Bank in Burka überfallen, doch der Plan geht schief

Wien – Am Freitag kam in Wien-Floridsdorf eine Person in Burka in eine Bankfiliale. Kurz nachdem sie das Gebäude betreten hatte, zückte sie eine Pistole.

Die Wiener Polizei fahndete sofort nach dem flüchtigen Burkaträger (Symbolbild).
Die Wiener Polizei fahndete sofort nach dem flüchtigen Burkaträger (Symbolbild).  © DPA

Wie sich herausstellte, handelte es sich bei der Person unter der Burka um einen Mann, der sich für den Banküberfall so verhüllt hatte. Zusätzlich trug er laut Polizei eine Sonnenbrille und Handschuhe. Mit seiner Waffe bedrohte er einen Kunden (54) und zwei Mitarbeiterinnen (17, 26) und forderte Bares.
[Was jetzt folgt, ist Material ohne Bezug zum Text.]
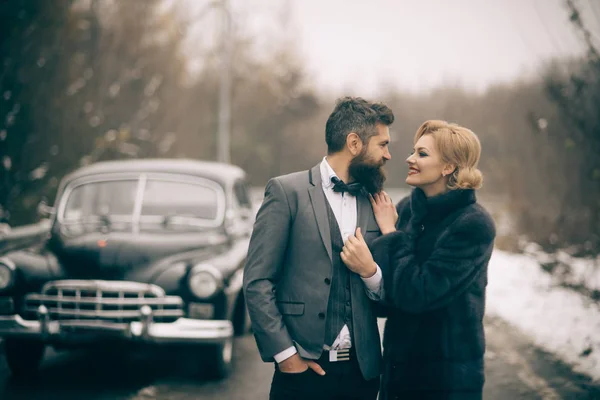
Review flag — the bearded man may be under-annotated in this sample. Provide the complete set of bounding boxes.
[244,97,394,400]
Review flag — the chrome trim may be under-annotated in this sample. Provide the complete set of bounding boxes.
[23,280,185,322]
[42,279,165,297]
[0,312,233,344]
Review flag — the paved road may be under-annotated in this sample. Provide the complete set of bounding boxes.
[0,318,600,400]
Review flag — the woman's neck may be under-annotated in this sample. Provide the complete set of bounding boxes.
[421,180,450,198]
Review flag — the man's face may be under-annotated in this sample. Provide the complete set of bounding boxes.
[349,124,392,194]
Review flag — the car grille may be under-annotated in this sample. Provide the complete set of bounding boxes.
[22,280,183,322]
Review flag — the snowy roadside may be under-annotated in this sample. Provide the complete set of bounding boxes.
[487,250,600,382]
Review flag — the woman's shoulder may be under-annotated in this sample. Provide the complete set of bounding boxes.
[453,202,496,240]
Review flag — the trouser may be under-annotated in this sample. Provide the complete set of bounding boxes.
[269,350,379,400]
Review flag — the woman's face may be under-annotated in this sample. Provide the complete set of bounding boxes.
[406,134,452,193]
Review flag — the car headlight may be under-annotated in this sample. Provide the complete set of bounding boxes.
[188,264,223,299]
[0,258,15,290]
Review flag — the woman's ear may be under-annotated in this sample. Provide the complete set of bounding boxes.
[442,164,456,176]
[346,132,362,156]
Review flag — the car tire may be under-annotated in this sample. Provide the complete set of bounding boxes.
[200,338,234,380]
[4,339,46,379]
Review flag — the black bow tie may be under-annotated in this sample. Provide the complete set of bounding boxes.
[331,176,364,197]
Dass eine der Frauen plötzlich laut zu schreien anfing, brachte ihn allerdings ordentlich aus der Fassung. Wie die Polizei berichtet, wurde er nervös, steckte die Waffe weg und holte aus seinem Koffer eine Pfefferspray. Damit sprühte er in Richtung des Kunden und der Angestellten.

"Danach flüchtete er ohne Beute. Bei der sofort eingeleiteten Alarmfahndung konnte der Flüchtige vorerst nicht festgenommen werden", erklärte ein Polizeisprecher.

Eine sofort eingeleitete Fahndung blieb erfolglos.